Joe was our tour guide and he told us about the history of number 14; from the grandness of its inhabitants in the early days up to 1979 when the last residents left the tenement flats. The story is told by both the guide and a series of audio visuals which are shown in the various rooms you visit.
It’s hard to believe that 14 Henrietta Street was home to 100 people in 1911. The house was divided into rooms or ‘flats’, in some cases families of 13 lived in one room. It’s quite horrific when you think of the conditions they must have lived in. There was no water or sanitation, cooking was done over open-fires. Beds were basic with sheets made out of old flour sacks and old Army coats being used as blankets.
Due to such overcrowded conditions disease was riff with many children not living to adulthood. The front and back door of the house were always left open so homeless people often slept in the hallways. There’s even original graffiti on one of the walls.

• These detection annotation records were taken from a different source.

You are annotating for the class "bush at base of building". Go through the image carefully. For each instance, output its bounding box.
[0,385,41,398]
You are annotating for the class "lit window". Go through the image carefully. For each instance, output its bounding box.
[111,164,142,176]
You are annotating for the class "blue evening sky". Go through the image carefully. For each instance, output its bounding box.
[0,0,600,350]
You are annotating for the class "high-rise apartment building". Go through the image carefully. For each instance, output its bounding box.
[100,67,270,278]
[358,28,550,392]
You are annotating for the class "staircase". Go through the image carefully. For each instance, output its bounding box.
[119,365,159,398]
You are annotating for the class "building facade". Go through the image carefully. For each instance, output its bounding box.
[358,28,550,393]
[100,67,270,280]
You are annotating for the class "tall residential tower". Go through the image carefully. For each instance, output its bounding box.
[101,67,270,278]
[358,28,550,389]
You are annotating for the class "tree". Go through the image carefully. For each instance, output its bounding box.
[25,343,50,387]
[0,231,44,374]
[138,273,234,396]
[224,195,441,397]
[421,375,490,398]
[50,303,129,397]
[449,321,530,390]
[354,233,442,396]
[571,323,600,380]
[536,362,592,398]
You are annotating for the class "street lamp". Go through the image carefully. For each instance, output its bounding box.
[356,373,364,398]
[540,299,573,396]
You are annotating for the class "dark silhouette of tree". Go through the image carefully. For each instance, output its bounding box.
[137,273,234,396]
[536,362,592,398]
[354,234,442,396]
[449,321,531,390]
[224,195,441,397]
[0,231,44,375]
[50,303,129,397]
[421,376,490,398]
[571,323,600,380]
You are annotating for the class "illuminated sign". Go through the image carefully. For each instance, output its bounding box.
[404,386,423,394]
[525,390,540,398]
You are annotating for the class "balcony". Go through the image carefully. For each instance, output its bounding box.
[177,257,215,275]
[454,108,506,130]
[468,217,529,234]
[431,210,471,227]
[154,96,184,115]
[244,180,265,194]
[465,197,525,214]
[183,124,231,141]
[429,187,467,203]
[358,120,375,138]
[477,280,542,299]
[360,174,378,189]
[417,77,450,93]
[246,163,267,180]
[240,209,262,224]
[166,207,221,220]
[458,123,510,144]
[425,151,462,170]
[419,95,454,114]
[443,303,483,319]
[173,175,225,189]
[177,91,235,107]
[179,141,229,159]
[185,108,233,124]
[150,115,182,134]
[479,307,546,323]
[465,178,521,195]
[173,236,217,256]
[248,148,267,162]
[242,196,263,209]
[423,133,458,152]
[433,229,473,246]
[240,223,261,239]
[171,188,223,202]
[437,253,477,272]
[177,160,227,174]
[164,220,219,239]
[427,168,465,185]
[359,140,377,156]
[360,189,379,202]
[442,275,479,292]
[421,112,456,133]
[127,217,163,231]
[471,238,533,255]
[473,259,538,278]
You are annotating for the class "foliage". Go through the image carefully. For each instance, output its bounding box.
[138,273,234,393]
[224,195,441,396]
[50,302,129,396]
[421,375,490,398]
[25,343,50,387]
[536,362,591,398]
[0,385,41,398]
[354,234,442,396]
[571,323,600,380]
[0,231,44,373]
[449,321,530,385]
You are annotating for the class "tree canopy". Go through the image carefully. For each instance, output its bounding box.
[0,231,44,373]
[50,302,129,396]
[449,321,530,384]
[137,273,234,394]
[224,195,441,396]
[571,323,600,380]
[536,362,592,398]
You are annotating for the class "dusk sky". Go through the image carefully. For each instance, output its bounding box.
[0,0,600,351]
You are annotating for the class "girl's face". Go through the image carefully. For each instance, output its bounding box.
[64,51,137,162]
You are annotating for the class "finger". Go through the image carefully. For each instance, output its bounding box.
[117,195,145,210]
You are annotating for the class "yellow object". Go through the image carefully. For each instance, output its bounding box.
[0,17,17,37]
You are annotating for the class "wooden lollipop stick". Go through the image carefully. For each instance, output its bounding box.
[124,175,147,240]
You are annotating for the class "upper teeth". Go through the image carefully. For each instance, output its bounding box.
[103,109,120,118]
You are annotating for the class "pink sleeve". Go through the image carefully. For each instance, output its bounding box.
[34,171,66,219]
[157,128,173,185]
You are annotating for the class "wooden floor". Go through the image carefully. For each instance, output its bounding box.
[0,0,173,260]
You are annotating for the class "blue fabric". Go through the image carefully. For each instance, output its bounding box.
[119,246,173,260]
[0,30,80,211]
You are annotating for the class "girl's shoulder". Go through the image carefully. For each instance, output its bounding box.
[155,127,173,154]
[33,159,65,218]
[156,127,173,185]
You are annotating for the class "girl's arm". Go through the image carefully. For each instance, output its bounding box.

We made our way into several of the rooms, up the stairs and along hallways painted in Reckitt’s Blue and Raddle red. One of the ladies on our tour used to live in a tenement and remembers people putting the Raddle red on their faces or getting it on their clothes.
I loved looking at the rooms, especially the basement and the flat that we went into last. Those spaces were so atmospheric, with great attention to detail. I could have spent longer in both of those rooms.
The only downside to the tour for me was that the group was very large and there was a lot of standing as there weren’t enough seats or folding seats. I actually felt a bit dizzy in the basement due to the heat and crowd – in a way I guess it added to the atmosphere as people were have been crammed into the rooms.
I would really recommend the museum though, our tour took almost an hour and a half and was really informative. I was very grateful to the lady on reception who told me about the tree in King’s Inn Park at the top of the street, it’s bizarre because the tree has grown over a seat. Check it out if you get a chance.